Let us start by looking at noun phrases. If we have a noun and an article, it is unclear which word is the head of the phrase. Traditionally the most common idea has been to treat the noun as the head, and see the article as something which describes it - it is the noun that makes it a noun phrase, and the article only serves to tell us minor details about the form. But it is also possible to think of the article as the thing that makes this a noun phrase. In fact, we can subtly shift the meaning of the two words, moving the concept of "object" from the noun to the article. In a way, the article is now the real noun - albeit a noun without any further meaning - and the old noun has been demoted to something suspiciously similar to an adjective.

It is no big leap to think that we can do the same thing with verb phrases. That would mean some sort of "article" for the verb. It may sound strange, but it is nothing more than a mandatory copula, something which several natural languages have, and English could be said to use in certain verb forms.

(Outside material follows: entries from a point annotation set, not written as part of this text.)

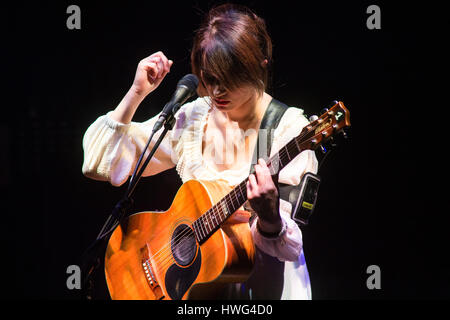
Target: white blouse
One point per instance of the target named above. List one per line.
(111, 151)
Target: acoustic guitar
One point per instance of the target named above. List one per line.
(194, 247)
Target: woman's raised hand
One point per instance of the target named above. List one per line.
(150, 73)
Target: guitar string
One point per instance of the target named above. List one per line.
(178, 240)
(293, 143)
(162, 261)
(215, 210)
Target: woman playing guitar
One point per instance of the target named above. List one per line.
(214, 138)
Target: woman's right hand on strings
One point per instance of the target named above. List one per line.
(150, 73)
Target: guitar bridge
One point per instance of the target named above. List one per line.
(150, 275)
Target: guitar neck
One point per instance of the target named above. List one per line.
(211, 220)
(311, 137)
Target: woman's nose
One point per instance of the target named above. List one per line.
(217, 91)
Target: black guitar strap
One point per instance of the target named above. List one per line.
(269, 123)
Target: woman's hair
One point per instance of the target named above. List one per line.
(232, 48)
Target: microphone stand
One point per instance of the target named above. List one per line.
(91, 257)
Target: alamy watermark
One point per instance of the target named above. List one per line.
(73, 21)
(374, 280)
(374, 20)
(74, 279)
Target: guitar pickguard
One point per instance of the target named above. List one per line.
(178, 280)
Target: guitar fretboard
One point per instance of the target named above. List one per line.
(211, 220)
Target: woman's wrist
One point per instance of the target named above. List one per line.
(127, 107)
(271, 229)
(274, 226)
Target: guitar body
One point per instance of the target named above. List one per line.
(155, 255)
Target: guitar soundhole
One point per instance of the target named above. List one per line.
(183, 245)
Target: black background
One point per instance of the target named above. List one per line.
(376, 203)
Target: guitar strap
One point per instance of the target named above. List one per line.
(269, 123)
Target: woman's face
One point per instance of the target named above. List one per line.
(227, 100)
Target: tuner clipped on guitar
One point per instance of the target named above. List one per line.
(193, 246)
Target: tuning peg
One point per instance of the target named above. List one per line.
(324, 110)
(332, 103)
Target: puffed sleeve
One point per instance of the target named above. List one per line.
(112, 149)
(287, 246)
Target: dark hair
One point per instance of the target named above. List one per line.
(230, 47)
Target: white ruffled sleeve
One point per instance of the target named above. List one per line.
(112, 149)
(288, 245)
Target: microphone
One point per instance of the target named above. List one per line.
(186, 88)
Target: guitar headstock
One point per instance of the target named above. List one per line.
(333, 121)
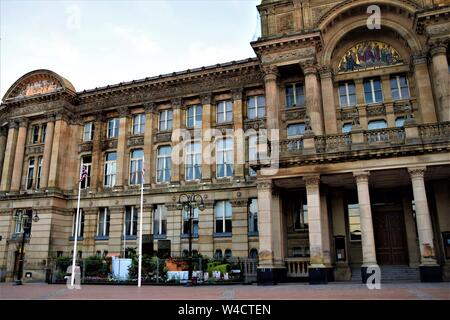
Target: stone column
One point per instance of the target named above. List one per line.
(441, 80)
(268, 271)
(16, 180)
(239, 245)
(8, 161)
(177, 146)
(239, 142)
(272, 101)
(429, 268)
(122, 156)
(367, 235)
(47, 151)
(150, 114)
(206, 230)
(424, 91)
(313, 98)
(206, 137)
(3, 134)
(329, 106)
(317, 270)
(116, 229)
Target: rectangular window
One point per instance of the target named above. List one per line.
(223, 215)
(224, 157)
(193, 161)
(373, 91)
(224, 111)
(138, 124)
(399, 87)
(88, 133)
(39, 173)
(295, 95)
(30, 173)
(43, 132)
(354, 222)
(194, 117)
(113, 128)
(194, 228)
(296, 129)
(35, 134)
(256, 107)
(165, 120)
(253, 216)
(347, 94)
(160, 220)
(103, 222)
(131, 215)
(136, 163)
(80, 223)
(87, 162)
(163, 164)
(110, 169)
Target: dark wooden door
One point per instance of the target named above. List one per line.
(390, 238)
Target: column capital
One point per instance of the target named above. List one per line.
(150, 107)
(417, 172)
(311, 180)
(270, 72)
(176, 102)
(361, 176)
(206, 98)
(237, 93)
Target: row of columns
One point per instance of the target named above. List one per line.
(270, 234)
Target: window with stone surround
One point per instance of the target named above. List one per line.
(224, 157)
(160, 220)
(30, 173)
(354, 222)
(194, 116)
(399, 87)
(110, 169)
(103, 220)
(163, 166)
(373, 91)
(194, 227)
(113, 128)
(295, 95)
(136, 163)
(224, 111)
(193, 161)
(138, 124)
(347, 94)
(88, 132)
(165, 120)
(256, 107)
(223, 213)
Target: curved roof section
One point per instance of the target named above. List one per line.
(36, 83)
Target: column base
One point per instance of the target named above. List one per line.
(318, 275)
(365, 275)
(270, 276)
(430, 273)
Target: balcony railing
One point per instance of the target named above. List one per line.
(297, 267)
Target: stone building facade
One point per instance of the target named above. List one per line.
(355, 174)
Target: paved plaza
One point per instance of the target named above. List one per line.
(332, 291)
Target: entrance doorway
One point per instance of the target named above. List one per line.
(390, 237)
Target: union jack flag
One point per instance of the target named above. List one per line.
(84, 173)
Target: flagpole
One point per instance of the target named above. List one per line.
(74, 257)
(140, 226)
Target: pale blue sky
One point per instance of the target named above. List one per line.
(96, 43)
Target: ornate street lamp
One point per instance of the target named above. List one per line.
(25, 222)
(189, 202)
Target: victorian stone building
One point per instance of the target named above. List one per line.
(355, 174)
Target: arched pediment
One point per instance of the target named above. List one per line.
(36, 83)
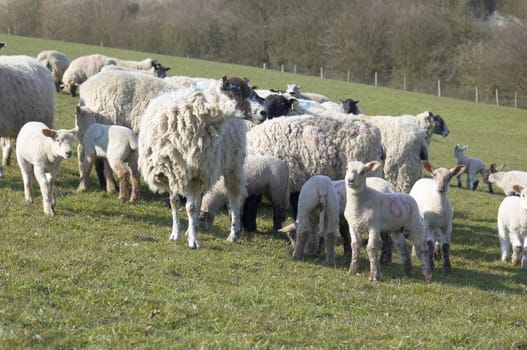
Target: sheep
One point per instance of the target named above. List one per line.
(431, 196)
(473, 166)
(188, 139)
(56, 62)
(267, 176)
(80, 69)
(117, 145)
(505, 179)
(318, 216)
(27, 93)
(512, 227)
(370, 210)
(39, 152)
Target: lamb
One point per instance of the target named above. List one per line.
(267, 176)
(188, 139)
(374, 211)
(56, 62)
(512, 227)
(117, 145)
(80, 69)
(27, 93)
(318, 215)
(505, 179)
(431, 196)
(39, 152)
(473, 166)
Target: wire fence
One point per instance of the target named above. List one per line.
(499, 97)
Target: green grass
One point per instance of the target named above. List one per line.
(102, 275)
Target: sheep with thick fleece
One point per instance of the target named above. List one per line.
(114, 143)
(27, 93)
(267, 176)
(81, 68)
(318, 216)
(370, 210)
(505, 179)
(512, 227)
(56, 62)
(473, 167)
(188, 139)
(431, 196)
(39, 152)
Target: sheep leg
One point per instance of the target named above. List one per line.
(176, 225)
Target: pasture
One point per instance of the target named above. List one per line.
(103, 275)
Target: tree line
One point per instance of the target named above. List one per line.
(457, 41)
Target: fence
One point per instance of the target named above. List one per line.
(500, 97)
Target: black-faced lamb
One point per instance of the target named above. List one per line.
(39, 152)
(505, 179)
(512, 227)
(431, 196)
(267, 176)
(318, 216)
(56, 62)
(188, 139)
(473, 167)
(117, 145)
(27, 93)
(373, 211)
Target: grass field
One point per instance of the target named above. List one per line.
(102, 275)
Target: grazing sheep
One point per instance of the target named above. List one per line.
(56, 62)
(431, 196)
(505, 179)
(27, 93)
(512, 227)
(114, 143)
(266, 176)
(373, 211)
(318, 216)
(39, 152)
(188, 139)
(473, 166)
(80, 69)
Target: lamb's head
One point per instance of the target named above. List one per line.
(62, 145)
(356, 173)
(442, 176)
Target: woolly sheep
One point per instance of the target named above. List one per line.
(505, 179)
(56, 62)
(114, 143)
(81, 68)
(27, 93)
(39, 152)
(512, 227)
(267, 176)
(373, 211)
(431, 196)
(188, 139)
(473, 166)
(318, 216)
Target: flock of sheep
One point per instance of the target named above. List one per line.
(208, 143)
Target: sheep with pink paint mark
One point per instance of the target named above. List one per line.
(370, 210)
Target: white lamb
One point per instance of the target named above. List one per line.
(117, 145)
(318, 216)
(188, 139)
(473, 167)
(373, 211)
(39, 152)
(512, 227)
(27, 93)
(506, 179)
(431, 196)
(56, 62)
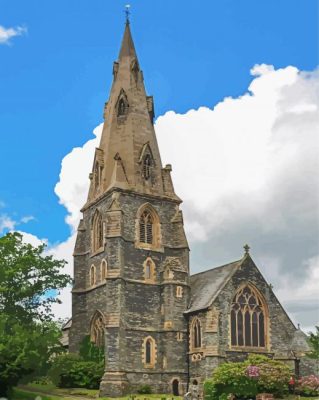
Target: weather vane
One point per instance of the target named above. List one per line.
(127, 13)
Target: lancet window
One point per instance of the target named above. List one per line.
(97, 329)
(248, 319)
(97, 231)
(92, 275)
(196, 334)
(147, 163)
(103, 270)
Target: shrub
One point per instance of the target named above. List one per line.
(308, 386)
(61, 365)
(144, 389)
(90, 352)
(69, 370)
(245, 379)
(83, 374)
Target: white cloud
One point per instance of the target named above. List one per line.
(246, 171)
(72, 188)
(6, 223)
(8, 33)
(26, 219)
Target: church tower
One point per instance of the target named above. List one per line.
(131, 257)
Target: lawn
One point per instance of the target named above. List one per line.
(51, 392)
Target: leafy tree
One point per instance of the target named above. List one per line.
(314, 344)
(29, 283)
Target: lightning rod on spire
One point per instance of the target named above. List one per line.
(127, 13)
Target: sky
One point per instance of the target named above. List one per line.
(235, 84)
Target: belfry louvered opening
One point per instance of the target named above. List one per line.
(146, 227)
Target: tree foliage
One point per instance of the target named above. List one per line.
(245, 379)
(29, 283)
(314, 344)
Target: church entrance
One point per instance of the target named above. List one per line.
(175, 385)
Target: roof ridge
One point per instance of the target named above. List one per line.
(214, 268)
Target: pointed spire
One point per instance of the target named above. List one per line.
(127, 46)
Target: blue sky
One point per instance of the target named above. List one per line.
(245, 165)
(55, 79)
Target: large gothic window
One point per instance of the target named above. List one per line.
(97, 329)
(97, 231)
(196, 334)
(248, 319)
(149, 352)
(146, 227)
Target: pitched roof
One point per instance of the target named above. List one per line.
(205, 286)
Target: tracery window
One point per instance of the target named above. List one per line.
(97, 329)
(248, 313)
(97, 231)
(149, 352)
(146, 227)
(196, 334)
(147, 163)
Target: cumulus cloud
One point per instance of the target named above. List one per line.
(8, 33)
(7, 223)
(72, 188)
(246, 169)
(252, 162)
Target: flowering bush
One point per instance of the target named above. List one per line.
(308, 385)
(245, 379)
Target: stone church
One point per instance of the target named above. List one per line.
(133, 292)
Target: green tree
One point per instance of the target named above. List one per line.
(314, 344)
(29, 284)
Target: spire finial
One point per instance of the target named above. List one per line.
(127, 13)
(246, 248)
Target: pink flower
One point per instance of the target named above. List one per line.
(252, 371)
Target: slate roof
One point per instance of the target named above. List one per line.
(300, 341)
(206, 285)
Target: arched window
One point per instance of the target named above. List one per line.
(97, 175)
(179, 291)
(97, 231)
(146, 227)
(149, 352)
(196, 334)
(97, 329)
(103, 270)
(247, 317)
(92, 275)
(147, 163)
(121, 108)
(149, 269)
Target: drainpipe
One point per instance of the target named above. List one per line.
(187, 353)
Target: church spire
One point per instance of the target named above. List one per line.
(127, 46)
(128, 157)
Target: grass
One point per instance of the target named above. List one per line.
(51, 392)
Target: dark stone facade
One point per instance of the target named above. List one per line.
(146, 294)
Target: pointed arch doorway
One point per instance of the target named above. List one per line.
(175, 387)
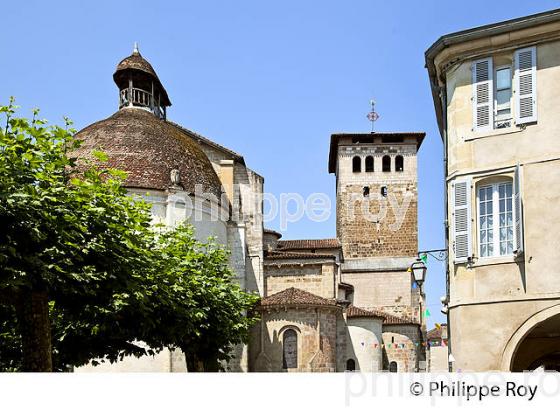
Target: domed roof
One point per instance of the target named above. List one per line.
(149, 148)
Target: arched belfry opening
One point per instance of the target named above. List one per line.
(139, 85)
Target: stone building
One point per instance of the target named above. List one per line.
(495, 91)
(348, 303)
(437, 354)
(345, 303)
(185, 177)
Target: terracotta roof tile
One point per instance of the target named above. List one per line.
(148, 148)
(394, 320)
(294, 296)
(271, 255)
(354, 311)
(309, 244)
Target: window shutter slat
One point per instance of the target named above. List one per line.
(461, 217)
(525, 85)
(518, 211)
(483, 97)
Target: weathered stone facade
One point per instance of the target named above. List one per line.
(503, 303)
(327, 304)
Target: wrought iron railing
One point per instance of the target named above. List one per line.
(137, 97)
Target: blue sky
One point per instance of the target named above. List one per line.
(270, 80)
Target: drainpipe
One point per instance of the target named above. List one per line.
(443, 98)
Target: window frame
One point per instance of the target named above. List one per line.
(495, 218)
(367, 168)
(397, 158)
(285, 334)
(389, 161)
(495, 102)
(359, 164)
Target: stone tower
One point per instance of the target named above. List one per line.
(377, 222)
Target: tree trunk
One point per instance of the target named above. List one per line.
(35, 328)
(194, 364)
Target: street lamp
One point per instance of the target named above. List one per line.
(419, 272)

But then we do arrive at a big leap. What if we can treat nouns, verbs, adjectives and adverbs as the same class of words? This way we can conform very well to the rule of free word order after a head. The article or copula marks the phrase, and then the content words can come in any order. Since we have a mandatory article for all phrases, we can make use of that in a most convenient way: We can put all form markers on the article. That way, we can have numerous forms (if needed) but still need no actual inflections on the content words themselves.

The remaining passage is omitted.